Wednesday, December 11, 2019

NSW Bush Fires - Any Climate signal? Not really

There seems to be a bit of hysteria about the NSW Bushfires at the moment. People starting to blame climate change as always for this years intense fire season.

Not sure why. The IPCC has been pretty clear that there is only medium confidence that fire weather is increasing as a result of climate change. When you think that bush fires are dependent on a whole host of factors (fire weather, humidity, precipitation, human activity, wind) and only one of those is really degraded by climate change, it doesn't make sense.

So I figured I would go to the stats and see if NSW bush fire activity has increased as a result of the increased temperatures. Using areas burnt as a proxy, and getting my data from the NSW RFS annual reports and NSW Parliament (https://apo.org.au/sites/default/files/resource-files/2014/06/apo-nid40238-1132401.pdf), I get the following data about bush fires since 1926.

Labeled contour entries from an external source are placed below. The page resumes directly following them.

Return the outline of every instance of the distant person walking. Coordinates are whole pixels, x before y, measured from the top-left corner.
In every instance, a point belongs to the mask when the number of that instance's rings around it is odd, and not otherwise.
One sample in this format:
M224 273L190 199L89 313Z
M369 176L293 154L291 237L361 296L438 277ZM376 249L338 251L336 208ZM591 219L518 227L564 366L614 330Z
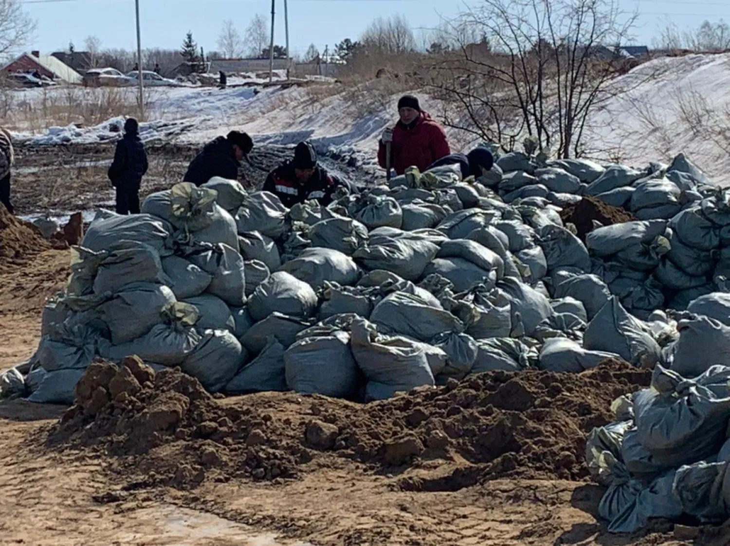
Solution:
M139 138L139 125L134 117L124 122L124 136L117 143L109 179L117 189L117 213L139 214L139 186L147 173L147 152Z
M10 171L15 163L10 133L0 128L0 203L11 214L15 211L10 203Z
M388 168L389 163L396 174L403 174L412 166L423 172L451 152L443 128L420 109L416 97L412 95L402 97L398 101L398 114L400 119L395 128L385 129L380 139L377 160L381 167Z
M241 160L251 153L253 141L245 133L232 130L209 142L188 167L183 182L200 186L213 176L238 180Z

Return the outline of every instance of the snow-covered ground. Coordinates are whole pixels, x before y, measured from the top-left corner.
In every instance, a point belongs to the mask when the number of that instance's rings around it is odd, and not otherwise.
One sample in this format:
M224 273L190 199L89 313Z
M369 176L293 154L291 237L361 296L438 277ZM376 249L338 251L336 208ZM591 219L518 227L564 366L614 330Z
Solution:
M261 82L253 78L229 82L247 87L155 90L148 116L153 121L142 124L143 137L202 143L238 129L260 144L308 139L320 150L355 155L364 166L374 167L377 139L396 115L398 97L378 100L367 84L356 94L326 83L283 89L256 85ZM642 165L683 152L717 182L730 184L730 54L656 59L614 85L630 90L610 98L591 117L585 139L591 155ZM40 100L39 93L25 91L23 100ZM420 98L426 109L439 110L434 101ZM120 121L17 136L38 144L109 140L118 136L109 130L110 123ZM447 133L455 149L473 144L463 133Z

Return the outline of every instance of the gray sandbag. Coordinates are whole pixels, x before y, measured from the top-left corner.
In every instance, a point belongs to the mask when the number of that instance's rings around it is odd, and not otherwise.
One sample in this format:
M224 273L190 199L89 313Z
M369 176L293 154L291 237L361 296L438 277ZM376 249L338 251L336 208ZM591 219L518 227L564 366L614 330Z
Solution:
M613 353L588 351L572 340L553 338L545 340L537 367L547 372L580 373L596 367L604 360L619 358Z
M286 386L284 347L272 338L261 354L247 364L223 389L227 394L283 391Z
M256 289L263 282L271 275L269 268L263 262L258 260L250 260L243 262L243 270L245 273L246 278L246 296L250 296L253 291Z
M99 343L99 354L105 359L120 362L137 355L145 362L178 366L201 342L196 331L198 312L195 307L178 302L163 311L164 322L153 327L145 335L120 345Z
M534 246L534 230L526 224L518 220L504 220L496 222L493 225L507 236L510 252L519 252Z
M321 248L307 249L279 268L279 270L291 273L315 290L324 286L325 281L351 286L361 276L361 271L349 256L337 250Z
M666 231L665 220L625 222L599 227L585 236L591 254L607 257L640 244L650 244Z
M464 258L436 258L423 271L425 277L437 274L453 283L454 288L464 292L475 284L493 288L497 281L495 270L484 270Z
M421 344L378 334L374 324L362 319L353 321L351 336L353 355L368 379L369 398L385 399L399 391L435 384Z
M524 171L528 173L535 171L535 165L530 161L529 156L521 152L510 152L508 154L504 154L504 155L497 157L495 165L504 173L512 171Z
M596 182L606 169L595 161L587 159L561 159L548 162L548 166L561 168L577 176L581 182L591 184Z
M588 324L583 336L588 351L614 353L631 364L659 361L661 349L651 334L613 297Z
M537 245L520 250L517 253L516 257L529 268L530 276L526 278L528 282L537 282L548 274L548 260L542 249Z
M238 248L245 260L263 262L269 271L276 271L281 265L279 249L274 240L257 231L239 233Z
M420 278L423 270L438 251L436 244L418 235L397 238L378 235L371 236L367 243L355 251L353 257L366 269L385 270L407 281L415 281ZM326 280L337 281L333 278Z
M220 176L213 176L201 187L215 190L218 193L215 202L226 211L234 212L238 211L247 195L239 182Z
M588 321L598 314L611 297L608 286L596 275L557 273L553 277L553 297L570 296L581 302L585 308Z
M687 306L687 311L714 319L730 327L730 294L713 292L700 296Z
M259 284L248 300L248 312L255 321L277 311L308 319L317 308L317 295L312 286L285 271L277 271Z
M47 373L38 389L28 397L28 401L36 404L70 405L76 399L76 383L85 373L85 370L73 369Z
M284 353L286 384L296 392L345 398L358 389L358 365L350 350L350 335L306 338Z
M720 246L720 227L702 216L702 208L682 211L669 222L669 227L684 244L698 250L713 250Z
M205 330L180 369L200 381L208 392L223 389L245 363L241 343L228 330Z
M671 243L667 259L688 275L702 276L715 270L716 253L688 246L676 237L672 238Z
M672 371L693 378L710 366L730 366L730 327L699 316L680 320L677 329L680 338L672 348Z
M519 372L530 367L531 350L519 340L493 338L477 340L479 349L472 366L472 373Z
M448 311L402 292L391 294L378 303L370 321L383 333L399 334L425 342L443 332L464 329L461 321Z
M505 277L497 283L497 290L512 306L512 327L518 313L526 335L532 334L542 321L553 314L547 297L516 279Z
M172 254L172 226L150 214L117 216L92 222L80 246L101 252L120 241L134 241L152 246L164 257Z
M273 193L256 192L249 194L236 215L238 233L258 231L263 235L275 239L286 229L288 212L288 209Z
M626 187L617 187L610 192L599 193L596 196L596 199L600 199L607 205L623 208L631 201L631 195L634 194L634 188L631 186Z
M367 228L351 218L332 218L312 226L309 233L312 246L321 246L352 256L367 241Z
M280 313L272 313L266 319L257 322L241 338L241 343L252 354L258 354L268 343L268 338L274 337L284 347L294 343L296 335L312 326L307 321Z
M96 311L109 327L115 345L141 338L162 321L162 310L176 302L167 286L150 283L128 284Z
M94 294L114 293L135 282L169 284L159 253L144 243L121 241L113 244L99 262L93 279Z
M245 303L246 265L237 251L226 244L201 244L185 257L212 276L209 293L234 307Z
M548 225L537 230L535 241L545 252L548 270L577 268L590 271L591 257L583 242L564 227Z
M611 165L585 188L586 195L605 195L617 190L624 190L645 176L645 173L622 165ZM631 195L631 192L629 192ZM624 201L625 203L626 201Z
M588 321L588 313L585 311L585 306L583 302L578 301L575 297L567 296L566 297L556 298L550 300L550 307L556 313L570 314L577 316L586 324Z
M196 325L199 329L236 331L236 321L231 309L220 297L212 294L201 294L184 300L183 303L193 305L197 310L198 321Z
M468 238L466 236L472 231L489 225L500 216L497 211L468 208L449 214L436 229L450 239Z
M659 262L658 267L654 270L654 277L661 284L672 290L687 290L702 286L707 283L706 276L695 277L688 275L666 258L663 259Z
M179 256L163 258L162 269L170 279L168 285L177 300L199 296L210 286L213 276Z
M99 332L82 324L58 324L44 335L36 356L47 372L85 370L96 356Z
M577 193L580 190L580 179L561 168L546 167L535 171L539 184L556 193Z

Just from the stats, it looks like the years fires are no unprecendented, and that the fires of 1952 in NSW far outweigh the recent activity. So much of climate change hysteria is memory failure.

There IS a trend increase detected of 1550 extra hectares per year (based on current 2019/2020 year of 2 million hectares burnt) but it is not statistically significant. See Regression of the trend output below



So no statistically significant change in Bushfire activity over close to 100 years (even though warming has increased)

To blame climate change for the recent NSW bushfire activity is again, bad science.